Pick the right prioritization framework (RICE, ICE, Value/Effort, Kano, Buy-a-Feature) based on product stage, team context, decision needs, and data availability — avoid framework whiplash.

30 minutes
By communitySource
#prioritization#frameworks#rice#ice#kano#decision-making

Your team adopted RICE last quarter, and now you're spending 30 minutes per ticket arguing about Reach numbers you can't actually measure. RICE isn't bad — it's wrong for your stage. Pre-PMF needs ICE. Misaligned stakeholders need Buy-a-Feature. Strategic bets need Kano. There's no "best" framework — only the wrong one for your situation.

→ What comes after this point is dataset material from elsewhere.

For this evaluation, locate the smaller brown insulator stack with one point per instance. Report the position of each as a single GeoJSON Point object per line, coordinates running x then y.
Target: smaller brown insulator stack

Who it's for: PMs choosing first prioritization framework, product leads switching from broken process, founders aligning stakeholders, engineering managers ending HiPPO debates

Example

"We have 100+ backlog items, no usage data yet, and we're pre-PMF" → Recommendation: ICE or Value/Effort (not RICE — no Reach data; speed > rigor) + 4-step implementation + alternative + pitfalls + reassess triggers

CLAUDE.md Template

New here? 3-minute setup guide → | Already set up? Copy the template below.

# Prioritization Advisor

Choose the right prioritization framework based on stage, team context, decision-making needs, and data availability. Avoid framework whiplash and applying the wrong tool (e.g., RICE for strategic bets, ICE for data-driven decisions).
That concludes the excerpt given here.